From 1d5d9e24c4cdb09d22d9819c6573a0d2d677f2b2 Mon Sep 17 00:00:00 2001
From: Jb Audras <audrasjb@git.wordpress.org>
Date: Thu, 21 Jul 2022 21:09:56 +0000
Subject: [PATCH] Formatting: Normalize to Unicode NFC encoding before
 converting accent characters in `remove_accents()`.

This changeset adds Unicode sequence normalization from NFD to NFC, via the `normalizer_normalize()` PHP function which is available with the recommended `intl` PHP extension.

This fixes an issue where NFD characters were not properly sanitized. It also provides a unit test for NFD sequences (alternate Unicode representations of the same characters).

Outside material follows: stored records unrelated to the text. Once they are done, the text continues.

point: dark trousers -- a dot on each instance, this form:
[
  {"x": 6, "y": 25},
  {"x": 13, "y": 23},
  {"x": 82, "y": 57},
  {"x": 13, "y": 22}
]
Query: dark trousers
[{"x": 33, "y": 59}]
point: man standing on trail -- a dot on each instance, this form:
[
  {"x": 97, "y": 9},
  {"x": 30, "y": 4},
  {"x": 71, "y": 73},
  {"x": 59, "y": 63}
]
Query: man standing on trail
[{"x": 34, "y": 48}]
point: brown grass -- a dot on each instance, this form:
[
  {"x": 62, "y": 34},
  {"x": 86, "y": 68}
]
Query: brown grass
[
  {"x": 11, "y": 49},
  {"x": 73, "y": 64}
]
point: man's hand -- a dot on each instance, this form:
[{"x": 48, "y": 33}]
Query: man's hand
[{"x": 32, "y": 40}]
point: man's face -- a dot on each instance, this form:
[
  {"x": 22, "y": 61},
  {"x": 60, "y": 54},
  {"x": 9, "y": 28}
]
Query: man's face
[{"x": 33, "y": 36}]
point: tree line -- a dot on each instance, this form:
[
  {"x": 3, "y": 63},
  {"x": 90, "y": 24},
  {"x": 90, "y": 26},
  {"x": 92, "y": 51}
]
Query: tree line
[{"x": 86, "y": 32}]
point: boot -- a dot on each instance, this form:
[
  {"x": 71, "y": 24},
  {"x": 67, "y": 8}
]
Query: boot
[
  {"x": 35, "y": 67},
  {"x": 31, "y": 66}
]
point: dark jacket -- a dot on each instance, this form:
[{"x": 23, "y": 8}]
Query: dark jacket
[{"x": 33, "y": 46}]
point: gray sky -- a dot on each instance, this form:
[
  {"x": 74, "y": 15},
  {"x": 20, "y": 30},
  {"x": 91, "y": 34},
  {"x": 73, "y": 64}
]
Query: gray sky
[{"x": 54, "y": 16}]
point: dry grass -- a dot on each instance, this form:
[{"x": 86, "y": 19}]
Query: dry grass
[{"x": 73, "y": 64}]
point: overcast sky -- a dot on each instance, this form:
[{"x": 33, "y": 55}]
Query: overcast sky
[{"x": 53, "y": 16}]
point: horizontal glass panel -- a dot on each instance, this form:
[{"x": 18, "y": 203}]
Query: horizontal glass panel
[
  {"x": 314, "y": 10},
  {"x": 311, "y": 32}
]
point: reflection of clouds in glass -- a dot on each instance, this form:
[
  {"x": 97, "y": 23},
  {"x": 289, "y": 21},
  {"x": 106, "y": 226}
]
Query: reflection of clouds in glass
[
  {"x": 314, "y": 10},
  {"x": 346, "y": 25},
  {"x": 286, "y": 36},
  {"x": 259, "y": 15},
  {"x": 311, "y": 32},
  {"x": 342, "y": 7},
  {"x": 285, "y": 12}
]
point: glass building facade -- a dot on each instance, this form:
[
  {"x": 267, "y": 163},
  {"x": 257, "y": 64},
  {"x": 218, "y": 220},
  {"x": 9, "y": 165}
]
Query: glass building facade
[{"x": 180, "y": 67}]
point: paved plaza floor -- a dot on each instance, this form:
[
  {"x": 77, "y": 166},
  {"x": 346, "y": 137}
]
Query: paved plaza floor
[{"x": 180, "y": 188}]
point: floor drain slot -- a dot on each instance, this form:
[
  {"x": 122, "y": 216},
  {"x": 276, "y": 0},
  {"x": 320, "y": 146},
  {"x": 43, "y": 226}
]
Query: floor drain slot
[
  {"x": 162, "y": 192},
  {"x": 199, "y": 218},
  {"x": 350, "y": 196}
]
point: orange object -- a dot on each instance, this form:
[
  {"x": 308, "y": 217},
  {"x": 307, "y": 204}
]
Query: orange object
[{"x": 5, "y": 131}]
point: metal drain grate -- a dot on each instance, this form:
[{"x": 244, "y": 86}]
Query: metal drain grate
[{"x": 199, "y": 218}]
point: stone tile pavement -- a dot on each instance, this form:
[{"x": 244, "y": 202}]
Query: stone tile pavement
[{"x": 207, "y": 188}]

Props NumidWasNotAvailable, targz, nacin, nunomorgadinho, p_enrique, gitlost, SergeyBiryukov, markoheijnen, mikeschroder, ocean90, pento, helen, rodrigosevero, zodiac1978, ironprogrammer, audrasjb, azaozz, laboiteare, nuryko, virgar, dxd5001, onnimonni, johnbillion.
Fixes #24661, #47763, #35951.
See #30130, #52654.


git-svn-id: https://develop.svn.wordpress.org/trunk@53754 602fd350-edb4-49c9-b593-d223f7449a82
---
 src/wp-includes/formatting.php                 | 10 ++++++++++
 .../phpunit/tests/formatting/removeAccents.php | 18 ++++++++++++++++++
 2 files changed, 28 insertions(+)

diff --git a/src/wp-includes/formatting.php b/src/wp-includes/formatting.php
index 3b977f4f4e..46668daafe 100644
--- a/src/wp-includes/formatting.php
+++ b/src/wp-includes/formatting.php
@@ -1584,6 +1584,7 @@ function utf8_uri_encode( $utf8_string, $length = 0, $encode_ascii_characters =
  * @since 4.8.0 Added locale support for `bs_BA`.
  * @since 5.7.0 Added locale support for `de_AT`.
  * @since 6.0.0 Added the `$locale` parameter.
+ * @since 6.1.0 Added Unicode NFC encoding normalization support.
  *
  * @param string $string Text that might have accent characters.
  * @param string $locale Optional. The locale to use for accent removal. Some character
@@ -1597,6 +1598,15 @@ function remove_accents( $string, $locale = '' ) {
 	}
 
 	if ( seems_utf8( $string ) ) {
+
+		// Unicode sequence normalization from NFD (Normalization Form Decomposed)
+		// to NFC (Normalization Form [Pre]Composed), the encoding used in this function.
+		if ( function_exists( 'normalizer_normalize' ) ) {
+			if ( ! normalizer_is_normalized( $string, Normalizer::FORM_C ) ) {
+				$string = normalizer_normalize( $string, Normalizer::FORM_C );
+			}
+		}
+
 		$chars = array(
 			// Decompositions for Latin-1 Supplement.
 			'ª' => 'a',
diff --git a/tests/phpunit/tests/formatting/removeAccents.php b/tests/phpunit/tests/formatting/removeAccents.php
index 249625ca3b..8140d2df9b 100644
--- a/tests/phpunit/tests/formatting/removeAccents.php
+++ b/tests/phpunit/tests/formatting/removeAccents.php
@@ -11,6 +11,24 @@ class Tests_Formatting_RemoveAccents extends WP_UnitTestCase {
 		$this->assertSame( 'abcdefghijkl', remove_accents( 'abcdefghijkl' ) );
 	}
 
+	/**
+	 * @ticket 24661
+	 *
+	 * Tests Unicode sequence normalization from NFD (Normalization Form Decomposed)
+	 * to NFC (Normalization Form [Pre]Composed), the encoding used in `remove_accents()`.
+	 *
+	 * For more information on Unicode normalization, see
+	 * https://unicode.org/faq/normalization.html.
+	 *
+	 * @requires extension intl
+	 */
+	public function test_remove_accents_latin1_supplement_nfd_encoding() {
+		$input  = 'ªºÀÁÂÃÄÅÆÇÈÉÊËÌÍÎÏÐÑÒÓÔÕÖØÙÚÛÜÝÞßàáâãäåæçèéêëìíîïðñòóôõöøùúûüýþÿ';
+		$output = 'aoAAAAAAAECEEEEIIIIDNOOOOOOUUUUYTHsaaaaaaaeceeeeiiiidnoooooouuuuythy';
+
+		$this->assertSame( $output, remove_accents( $input ), 'remove_accents replaces Latin-1 Supplement with NFD encoding' );
+	}
+
 	/**
 	 * @ticket 9591
 	 */